Les freins psychologiques à la cession d’entreprise

Une étude de 2015 relatait que malgré le nombre important de sociétés devant changer de main, le marché de la transmission peinait à décoller. La retraite ne motive plus une cession d’entreprise. À rebours de la logique démographique, on constate que les seniors âgés de plus 60 ans ne tirent pas les transactions de cessions-transmissions à la hausse.

Qu’est-ce qui empêche ces seniors de passer la main ? Certes, il y a des raisons fiscales et juridiques objectives que la loi de finances 2019 a tenté de minorer. Cependant, quand on y regarde de plus près, on s’aperçoit que bien des freins sont d’ordre psychologique. 

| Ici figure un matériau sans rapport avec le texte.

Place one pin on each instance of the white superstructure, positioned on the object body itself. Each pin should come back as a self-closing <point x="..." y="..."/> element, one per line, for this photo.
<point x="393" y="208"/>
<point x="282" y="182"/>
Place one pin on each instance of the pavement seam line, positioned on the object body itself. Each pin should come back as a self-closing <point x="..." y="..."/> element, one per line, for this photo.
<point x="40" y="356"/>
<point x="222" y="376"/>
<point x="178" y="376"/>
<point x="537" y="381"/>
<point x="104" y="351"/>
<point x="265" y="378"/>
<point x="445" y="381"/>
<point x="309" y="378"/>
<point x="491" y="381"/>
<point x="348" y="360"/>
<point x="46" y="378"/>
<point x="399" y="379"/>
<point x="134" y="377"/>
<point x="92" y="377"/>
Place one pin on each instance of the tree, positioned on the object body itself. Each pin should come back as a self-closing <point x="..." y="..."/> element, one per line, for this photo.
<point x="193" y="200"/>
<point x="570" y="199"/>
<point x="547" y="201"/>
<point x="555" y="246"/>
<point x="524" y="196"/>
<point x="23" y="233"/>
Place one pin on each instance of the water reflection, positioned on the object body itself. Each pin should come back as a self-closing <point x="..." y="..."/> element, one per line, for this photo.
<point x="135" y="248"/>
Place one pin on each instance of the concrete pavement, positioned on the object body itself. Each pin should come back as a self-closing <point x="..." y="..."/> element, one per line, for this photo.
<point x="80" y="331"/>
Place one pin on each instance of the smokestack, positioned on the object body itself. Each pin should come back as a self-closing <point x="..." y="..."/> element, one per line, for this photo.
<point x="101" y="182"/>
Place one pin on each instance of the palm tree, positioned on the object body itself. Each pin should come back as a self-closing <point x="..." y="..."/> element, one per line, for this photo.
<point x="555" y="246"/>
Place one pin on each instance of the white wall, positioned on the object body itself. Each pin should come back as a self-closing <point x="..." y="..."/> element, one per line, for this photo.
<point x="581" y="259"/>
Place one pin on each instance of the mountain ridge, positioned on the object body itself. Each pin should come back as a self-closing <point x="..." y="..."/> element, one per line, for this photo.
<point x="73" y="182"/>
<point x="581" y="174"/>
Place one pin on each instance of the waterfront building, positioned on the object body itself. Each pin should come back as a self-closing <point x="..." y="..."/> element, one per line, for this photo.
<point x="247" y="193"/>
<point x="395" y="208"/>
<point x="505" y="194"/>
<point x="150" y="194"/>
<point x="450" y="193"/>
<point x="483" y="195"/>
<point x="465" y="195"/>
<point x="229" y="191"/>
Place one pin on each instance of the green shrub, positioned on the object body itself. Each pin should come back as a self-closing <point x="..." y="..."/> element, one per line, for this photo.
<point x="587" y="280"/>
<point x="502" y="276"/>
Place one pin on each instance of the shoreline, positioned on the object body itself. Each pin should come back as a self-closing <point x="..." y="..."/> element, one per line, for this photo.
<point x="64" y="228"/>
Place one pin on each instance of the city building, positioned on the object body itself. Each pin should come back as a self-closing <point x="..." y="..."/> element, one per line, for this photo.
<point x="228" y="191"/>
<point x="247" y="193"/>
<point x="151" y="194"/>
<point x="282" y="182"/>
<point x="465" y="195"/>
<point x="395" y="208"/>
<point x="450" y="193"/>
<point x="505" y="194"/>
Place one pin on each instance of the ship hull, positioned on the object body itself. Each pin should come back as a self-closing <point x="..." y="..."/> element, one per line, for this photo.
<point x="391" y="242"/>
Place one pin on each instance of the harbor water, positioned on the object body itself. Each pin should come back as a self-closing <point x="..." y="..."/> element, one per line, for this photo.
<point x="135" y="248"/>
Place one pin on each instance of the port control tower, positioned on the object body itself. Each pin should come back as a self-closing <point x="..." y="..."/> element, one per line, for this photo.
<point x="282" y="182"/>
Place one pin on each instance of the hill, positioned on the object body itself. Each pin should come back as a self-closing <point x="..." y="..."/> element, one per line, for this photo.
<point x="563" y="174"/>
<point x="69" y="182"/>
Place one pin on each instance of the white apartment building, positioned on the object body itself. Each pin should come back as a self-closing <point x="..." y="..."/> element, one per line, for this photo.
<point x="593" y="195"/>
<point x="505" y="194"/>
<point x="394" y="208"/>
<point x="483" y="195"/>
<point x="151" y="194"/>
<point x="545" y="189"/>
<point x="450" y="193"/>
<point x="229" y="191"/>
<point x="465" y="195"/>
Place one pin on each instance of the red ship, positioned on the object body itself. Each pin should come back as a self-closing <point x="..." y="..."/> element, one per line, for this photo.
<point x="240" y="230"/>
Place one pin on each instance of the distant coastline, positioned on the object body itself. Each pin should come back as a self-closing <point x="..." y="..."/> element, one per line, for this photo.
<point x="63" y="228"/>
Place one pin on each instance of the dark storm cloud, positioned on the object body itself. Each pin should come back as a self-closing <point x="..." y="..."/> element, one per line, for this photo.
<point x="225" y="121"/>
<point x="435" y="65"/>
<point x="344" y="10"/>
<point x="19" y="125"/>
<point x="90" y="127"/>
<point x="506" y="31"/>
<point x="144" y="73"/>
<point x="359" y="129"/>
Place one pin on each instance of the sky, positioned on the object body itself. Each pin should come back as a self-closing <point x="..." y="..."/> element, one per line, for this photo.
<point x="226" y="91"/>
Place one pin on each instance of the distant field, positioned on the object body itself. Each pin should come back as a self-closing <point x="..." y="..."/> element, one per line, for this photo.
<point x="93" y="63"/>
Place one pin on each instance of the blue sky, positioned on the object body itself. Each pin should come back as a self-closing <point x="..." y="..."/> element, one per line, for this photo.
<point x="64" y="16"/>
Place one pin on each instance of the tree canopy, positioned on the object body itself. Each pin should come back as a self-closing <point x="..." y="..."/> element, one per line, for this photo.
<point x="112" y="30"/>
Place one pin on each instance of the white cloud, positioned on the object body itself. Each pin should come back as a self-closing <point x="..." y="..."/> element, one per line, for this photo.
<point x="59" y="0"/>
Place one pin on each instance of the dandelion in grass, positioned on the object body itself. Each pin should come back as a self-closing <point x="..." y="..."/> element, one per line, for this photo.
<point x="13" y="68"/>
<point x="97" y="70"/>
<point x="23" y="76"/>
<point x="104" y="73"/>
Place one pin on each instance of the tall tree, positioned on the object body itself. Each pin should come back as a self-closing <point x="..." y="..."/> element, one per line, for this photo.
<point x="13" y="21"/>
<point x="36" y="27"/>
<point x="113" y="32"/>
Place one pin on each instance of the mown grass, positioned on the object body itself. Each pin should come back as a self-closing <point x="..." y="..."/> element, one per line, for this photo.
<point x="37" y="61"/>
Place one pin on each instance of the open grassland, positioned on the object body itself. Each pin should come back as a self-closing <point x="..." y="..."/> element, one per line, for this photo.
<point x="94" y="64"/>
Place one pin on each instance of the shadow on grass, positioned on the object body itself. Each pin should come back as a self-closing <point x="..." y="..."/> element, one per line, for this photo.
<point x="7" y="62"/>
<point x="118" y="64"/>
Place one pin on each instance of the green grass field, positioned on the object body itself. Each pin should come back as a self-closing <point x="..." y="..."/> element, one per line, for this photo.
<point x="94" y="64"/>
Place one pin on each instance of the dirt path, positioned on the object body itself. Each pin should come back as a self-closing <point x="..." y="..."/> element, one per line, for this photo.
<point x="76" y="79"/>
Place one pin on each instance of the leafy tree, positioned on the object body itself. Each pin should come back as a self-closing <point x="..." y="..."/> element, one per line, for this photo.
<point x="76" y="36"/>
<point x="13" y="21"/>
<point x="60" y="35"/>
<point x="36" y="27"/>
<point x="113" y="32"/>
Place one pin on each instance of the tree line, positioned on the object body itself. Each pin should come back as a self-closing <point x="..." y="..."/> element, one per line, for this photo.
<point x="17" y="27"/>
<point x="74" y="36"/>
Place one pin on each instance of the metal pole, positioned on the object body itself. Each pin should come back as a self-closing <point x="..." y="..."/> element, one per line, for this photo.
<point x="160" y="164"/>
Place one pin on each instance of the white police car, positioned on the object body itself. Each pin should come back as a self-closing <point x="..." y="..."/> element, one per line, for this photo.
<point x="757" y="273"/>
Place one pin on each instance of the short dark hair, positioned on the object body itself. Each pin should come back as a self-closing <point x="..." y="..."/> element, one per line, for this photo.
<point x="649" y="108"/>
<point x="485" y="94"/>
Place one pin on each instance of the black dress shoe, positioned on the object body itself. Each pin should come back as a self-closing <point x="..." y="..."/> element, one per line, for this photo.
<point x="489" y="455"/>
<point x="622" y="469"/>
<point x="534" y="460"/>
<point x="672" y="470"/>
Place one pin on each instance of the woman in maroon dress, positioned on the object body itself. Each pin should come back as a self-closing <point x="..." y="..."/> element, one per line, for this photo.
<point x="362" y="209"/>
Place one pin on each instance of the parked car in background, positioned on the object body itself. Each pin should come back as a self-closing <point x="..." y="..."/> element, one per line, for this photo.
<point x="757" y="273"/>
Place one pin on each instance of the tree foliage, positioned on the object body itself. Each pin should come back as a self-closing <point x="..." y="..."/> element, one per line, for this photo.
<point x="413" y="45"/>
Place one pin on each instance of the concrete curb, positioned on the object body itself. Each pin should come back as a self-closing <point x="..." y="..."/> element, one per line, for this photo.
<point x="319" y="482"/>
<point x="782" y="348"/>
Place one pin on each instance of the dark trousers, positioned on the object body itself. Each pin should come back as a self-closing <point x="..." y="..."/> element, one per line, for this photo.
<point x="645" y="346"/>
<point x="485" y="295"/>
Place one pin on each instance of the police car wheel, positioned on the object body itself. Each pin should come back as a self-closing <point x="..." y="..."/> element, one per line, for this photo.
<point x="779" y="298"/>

Les profils des cédants ont évolué

Les profils des cédants d’entreprise ont aujourd’hui changé. Selon toutes les études, deux se dégagent distinctement :

  • les dirigeants âgés de 37 à 57 ans, serial-repreneurs, plutôt urbains, privilégiant les PME/ETI avec des niveaux de rentabilité couvrant leurs besoins financiers ;
  • les dirigeants de plus de 60 ans, à la tête de TPE parfois situées dans des territoires éloignés des métropoles urbaines.

Si, pour les premiers, une cession d’entreprise est envisagée avec beaucoup de pragmatisme et sans drame psychologique fort, il n’en est pas de même pour les seconds.

Les seniors de plus de 60 ans face à la cession d’entreprise

Les seniors âgés de plus de 60 ans avancent très souvent la crise et la décote possible de leur société, ainsi que le manque de repreneurs, afin d’expliquer le fait qu’ils prennent leur temps pour céder. Or, la première vraie raison est : que ferai-je après m’être tant investi dans mon entreprise ?

C’est donc une question d’ordre psychologique qui constitue le premier vrai frein à la cession d’entreprise, car elle soulève de nombreuses autres interrogations.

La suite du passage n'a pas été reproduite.